There are procedures to:
Execute requests (execute),
Maintain checkpoints of the service state (make checkpoint, delete checkpoint),
Obtain the digest of a specified checkpoint (get digest)
Obtain missing information (get checkpoint, set checkpoint).
UDP is used for point-to-point communication between nodes. UDP over IP multicast is used for multicast to the group of replicas.
The algorithm tolerates out-of-order delivery and rejects duplicates.
7.2 BFS: A Byzantine-Fault-tolerant File System
Using the replication library, the team implemented BFS, a Byzantine-fault-tolerant NFS service.
The diagram below shows the architecture of BFS:
Like any regular NFS file system, a file system is mounted on the client machine.
Application processes run unmodified and interact with the mounted file system through the NFS client in the kernel. The team relies on user-level relay processes to mediate communication between the standard NFS client and the replicas.
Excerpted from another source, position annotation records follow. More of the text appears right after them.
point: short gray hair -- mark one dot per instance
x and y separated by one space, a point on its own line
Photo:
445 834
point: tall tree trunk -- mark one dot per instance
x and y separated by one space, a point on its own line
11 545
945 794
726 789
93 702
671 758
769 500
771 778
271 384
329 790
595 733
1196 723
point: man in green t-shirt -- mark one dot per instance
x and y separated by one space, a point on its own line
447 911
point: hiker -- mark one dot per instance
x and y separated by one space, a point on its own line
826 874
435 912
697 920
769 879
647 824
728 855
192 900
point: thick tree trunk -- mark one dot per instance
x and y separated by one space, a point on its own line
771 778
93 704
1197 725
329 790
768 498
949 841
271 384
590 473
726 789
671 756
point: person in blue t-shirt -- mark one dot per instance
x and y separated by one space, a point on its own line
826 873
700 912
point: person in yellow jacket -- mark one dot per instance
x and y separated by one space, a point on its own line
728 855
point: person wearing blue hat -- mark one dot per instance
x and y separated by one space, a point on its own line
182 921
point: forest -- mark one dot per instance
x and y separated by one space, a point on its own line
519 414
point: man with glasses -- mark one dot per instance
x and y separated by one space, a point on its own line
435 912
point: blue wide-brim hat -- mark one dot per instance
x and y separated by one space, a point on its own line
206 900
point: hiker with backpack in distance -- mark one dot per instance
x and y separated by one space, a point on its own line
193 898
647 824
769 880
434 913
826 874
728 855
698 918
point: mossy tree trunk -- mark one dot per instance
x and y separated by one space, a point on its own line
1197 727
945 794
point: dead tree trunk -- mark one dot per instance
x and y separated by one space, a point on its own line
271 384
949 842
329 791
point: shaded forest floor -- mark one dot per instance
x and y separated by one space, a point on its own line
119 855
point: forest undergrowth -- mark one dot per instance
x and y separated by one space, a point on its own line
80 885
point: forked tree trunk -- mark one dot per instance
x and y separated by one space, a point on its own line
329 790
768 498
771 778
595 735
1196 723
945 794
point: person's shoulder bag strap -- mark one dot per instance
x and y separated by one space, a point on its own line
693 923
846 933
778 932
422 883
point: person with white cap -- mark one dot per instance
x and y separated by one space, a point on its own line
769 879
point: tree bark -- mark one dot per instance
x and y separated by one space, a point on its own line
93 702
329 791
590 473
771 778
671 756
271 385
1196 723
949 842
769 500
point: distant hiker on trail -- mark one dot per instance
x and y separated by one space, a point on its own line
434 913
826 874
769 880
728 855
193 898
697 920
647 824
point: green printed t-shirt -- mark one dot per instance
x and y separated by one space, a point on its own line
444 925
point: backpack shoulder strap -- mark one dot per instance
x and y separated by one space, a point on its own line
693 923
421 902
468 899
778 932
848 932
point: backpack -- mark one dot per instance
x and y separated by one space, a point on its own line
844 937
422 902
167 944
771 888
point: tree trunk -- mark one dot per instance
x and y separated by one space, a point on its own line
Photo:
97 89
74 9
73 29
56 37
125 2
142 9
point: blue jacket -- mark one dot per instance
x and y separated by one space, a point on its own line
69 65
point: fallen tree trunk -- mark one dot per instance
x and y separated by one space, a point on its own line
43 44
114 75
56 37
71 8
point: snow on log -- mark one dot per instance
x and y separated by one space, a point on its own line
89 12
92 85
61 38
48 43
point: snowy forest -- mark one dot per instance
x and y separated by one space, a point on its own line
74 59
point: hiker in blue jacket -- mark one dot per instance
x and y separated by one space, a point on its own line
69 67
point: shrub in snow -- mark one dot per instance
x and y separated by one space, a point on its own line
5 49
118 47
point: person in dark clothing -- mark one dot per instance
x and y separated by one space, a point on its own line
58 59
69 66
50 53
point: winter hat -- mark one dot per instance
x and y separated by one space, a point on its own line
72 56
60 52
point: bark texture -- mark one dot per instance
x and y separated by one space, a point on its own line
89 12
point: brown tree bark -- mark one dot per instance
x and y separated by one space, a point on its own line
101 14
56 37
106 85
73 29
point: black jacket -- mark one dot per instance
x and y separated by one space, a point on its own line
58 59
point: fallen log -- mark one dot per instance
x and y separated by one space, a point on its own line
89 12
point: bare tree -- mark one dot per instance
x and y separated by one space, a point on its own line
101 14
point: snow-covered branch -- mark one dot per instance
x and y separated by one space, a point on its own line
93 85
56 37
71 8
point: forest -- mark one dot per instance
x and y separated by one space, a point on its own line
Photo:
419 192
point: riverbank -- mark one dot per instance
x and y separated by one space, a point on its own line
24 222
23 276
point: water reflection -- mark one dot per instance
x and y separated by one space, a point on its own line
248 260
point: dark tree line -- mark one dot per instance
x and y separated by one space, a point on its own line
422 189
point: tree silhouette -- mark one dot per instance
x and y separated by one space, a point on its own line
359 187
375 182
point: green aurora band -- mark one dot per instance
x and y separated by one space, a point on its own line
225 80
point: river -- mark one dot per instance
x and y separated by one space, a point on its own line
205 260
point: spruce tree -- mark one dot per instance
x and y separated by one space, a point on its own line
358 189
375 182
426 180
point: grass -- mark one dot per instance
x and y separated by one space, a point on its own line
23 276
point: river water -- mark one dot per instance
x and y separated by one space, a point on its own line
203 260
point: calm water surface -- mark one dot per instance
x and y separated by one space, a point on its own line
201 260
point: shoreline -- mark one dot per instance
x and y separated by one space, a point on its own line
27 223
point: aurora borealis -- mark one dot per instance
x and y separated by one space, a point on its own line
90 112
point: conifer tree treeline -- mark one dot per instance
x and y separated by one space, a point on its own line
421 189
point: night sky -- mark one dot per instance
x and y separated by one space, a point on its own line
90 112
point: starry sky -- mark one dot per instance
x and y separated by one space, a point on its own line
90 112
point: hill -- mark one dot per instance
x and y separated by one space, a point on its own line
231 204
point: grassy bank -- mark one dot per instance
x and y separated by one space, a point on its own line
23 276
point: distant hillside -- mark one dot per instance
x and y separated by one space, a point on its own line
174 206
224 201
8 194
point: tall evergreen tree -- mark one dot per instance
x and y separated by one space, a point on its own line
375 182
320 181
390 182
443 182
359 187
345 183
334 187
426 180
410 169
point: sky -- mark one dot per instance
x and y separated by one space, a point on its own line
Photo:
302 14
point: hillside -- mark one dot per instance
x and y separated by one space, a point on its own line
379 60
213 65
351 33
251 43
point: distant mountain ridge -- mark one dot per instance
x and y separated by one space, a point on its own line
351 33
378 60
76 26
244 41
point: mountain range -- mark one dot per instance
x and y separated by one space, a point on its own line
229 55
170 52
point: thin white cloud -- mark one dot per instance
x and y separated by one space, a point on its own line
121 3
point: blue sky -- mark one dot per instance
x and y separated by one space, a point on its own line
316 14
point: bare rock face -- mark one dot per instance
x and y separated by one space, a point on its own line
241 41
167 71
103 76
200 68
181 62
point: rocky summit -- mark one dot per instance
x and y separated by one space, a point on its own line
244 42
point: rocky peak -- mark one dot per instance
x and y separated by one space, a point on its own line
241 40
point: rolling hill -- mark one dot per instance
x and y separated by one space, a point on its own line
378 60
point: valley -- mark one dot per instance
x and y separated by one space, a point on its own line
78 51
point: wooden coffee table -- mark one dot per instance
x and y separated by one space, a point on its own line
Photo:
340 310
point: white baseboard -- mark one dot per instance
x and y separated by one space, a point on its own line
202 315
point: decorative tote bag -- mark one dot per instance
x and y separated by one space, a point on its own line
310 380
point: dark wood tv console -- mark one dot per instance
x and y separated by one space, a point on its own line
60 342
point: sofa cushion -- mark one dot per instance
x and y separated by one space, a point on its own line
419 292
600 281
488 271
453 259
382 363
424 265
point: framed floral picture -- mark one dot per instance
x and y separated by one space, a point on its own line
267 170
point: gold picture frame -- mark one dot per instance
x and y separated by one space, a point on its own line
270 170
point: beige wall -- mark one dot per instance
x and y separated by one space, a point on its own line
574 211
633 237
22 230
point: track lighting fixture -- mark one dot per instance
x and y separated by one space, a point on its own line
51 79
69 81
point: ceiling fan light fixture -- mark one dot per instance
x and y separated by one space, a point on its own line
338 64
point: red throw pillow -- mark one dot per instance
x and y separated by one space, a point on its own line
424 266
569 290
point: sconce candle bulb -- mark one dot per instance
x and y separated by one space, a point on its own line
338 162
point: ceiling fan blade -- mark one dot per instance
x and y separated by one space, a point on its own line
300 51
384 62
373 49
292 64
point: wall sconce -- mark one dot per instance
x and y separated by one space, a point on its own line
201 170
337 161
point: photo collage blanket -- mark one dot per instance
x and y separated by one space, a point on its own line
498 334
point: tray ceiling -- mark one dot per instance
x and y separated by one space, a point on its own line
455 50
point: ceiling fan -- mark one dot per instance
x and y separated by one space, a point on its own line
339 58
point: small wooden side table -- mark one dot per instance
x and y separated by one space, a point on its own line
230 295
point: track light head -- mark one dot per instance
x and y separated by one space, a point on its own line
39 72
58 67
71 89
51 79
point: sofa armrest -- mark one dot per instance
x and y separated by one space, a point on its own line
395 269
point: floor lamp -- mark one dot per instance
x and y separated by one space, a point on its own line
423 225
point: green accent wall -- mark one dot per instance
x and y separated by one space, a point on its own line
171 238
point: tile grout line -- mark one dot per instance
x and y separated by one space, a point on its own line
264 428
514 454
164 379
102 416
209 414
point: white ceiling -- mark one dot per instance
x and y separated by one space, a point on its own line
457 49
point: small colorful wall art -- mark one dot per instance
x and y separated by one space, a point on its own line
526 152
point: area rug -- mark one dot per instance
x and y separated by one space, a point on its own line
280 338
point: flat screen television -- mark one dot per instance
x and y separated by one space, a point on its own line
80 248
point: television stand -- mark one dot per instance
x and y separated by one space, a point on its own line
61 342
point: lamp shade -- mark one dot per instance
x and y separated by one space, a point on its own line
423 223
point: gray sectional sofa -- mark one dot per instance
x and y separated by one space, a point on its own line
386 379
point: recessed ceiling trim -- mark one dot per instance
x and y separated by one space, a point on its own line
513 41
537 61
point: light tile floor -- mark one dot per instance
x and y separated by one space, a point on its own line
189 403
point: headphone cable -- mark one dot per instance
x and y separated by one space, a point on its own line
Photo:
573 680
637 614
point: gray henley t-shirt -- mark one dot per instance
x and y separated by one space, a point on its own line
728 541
The relay receives NFS protocol requests, calls the invoke procedure, and returns the result to the NFS client.
Each replica runs a user-level process with the replication library and our NFS V2 daemon snfsd (for simple nfsd).
The replication library receives requests from the relay, interacts with snfsd by making upcalls, and packages NFS replies into replication protocol replies that it sends to the relay.
7.3 Maintaining Checkpoints
The saved executes file system operations directly in the memory-mapped file. The snfsd maintains a copy-on-write bit for every 512-byte block in the memory-mapped file.
When the replication code invokes the make_checkpoint upcall, snfsd sets all the copy-on-write bits and creates a (volatile) checkpoint record, containing the current sequence number.
When a block of the memory-mapped file is modified, snfsd checks the copy-on-write bit for the block and, if it is set, stores the block’s current contents and its identifier in the checkpoint record for the last checkpoint.
After that, it overwrites the block with its new value and resets its copy-on-write bit.
To serve get_checkpoint snfsd first searches for the block in the checkpoint record of the stable checkpoint, and then searches the checkpoint records of any later checkpoints.
7.4 Computing Checkpoint Digests
The snfsd computes a digest of a checkpoint state as part of a make checkpoint upcall.
The snfsd uses an incremental collision-resistant one-way hash function called AdHash for it. This function divides the state into fixed-size blocks and uses some other hash function (e.g., MD5) to compute the digest of the string obtained by concatenating the block index with the block value for each block.
The digest of the state is the sum of the digests of the blocks modulo some large integer.
To compute the digest for the state incrementally, the snfsd maintains a table with a hash value for each 512-byte block.
When make checkpoint is called, the following things happen:
The snfsd obtains the digest d for the previous checkpoint state.
It computes new hash values for each block whose copy-on-write bit is reset.
It adds the new hash value to d, subtracts the old hash value from, and updates the table to contain the new hash value.
8. Performance Evaluation
The team has done great work evaluating the system's performance. For curious readers, I suggest reading the original paper’s facts and figures.
9. Related Work
Most previous work on replication techniques ignored Byzantine faults or assumed a synchronous system model.
Rampart and SecureRing are two systems that are most closely related to this paper’s work.
10. Conclusions
The paper has described a new state-machine replication algorithm.
It is a practical algorithm that works correctly in an asynchronous system and can tolerate Byzantine faults.
It also improves the performance of previous algorithms by more than an order of magnitude.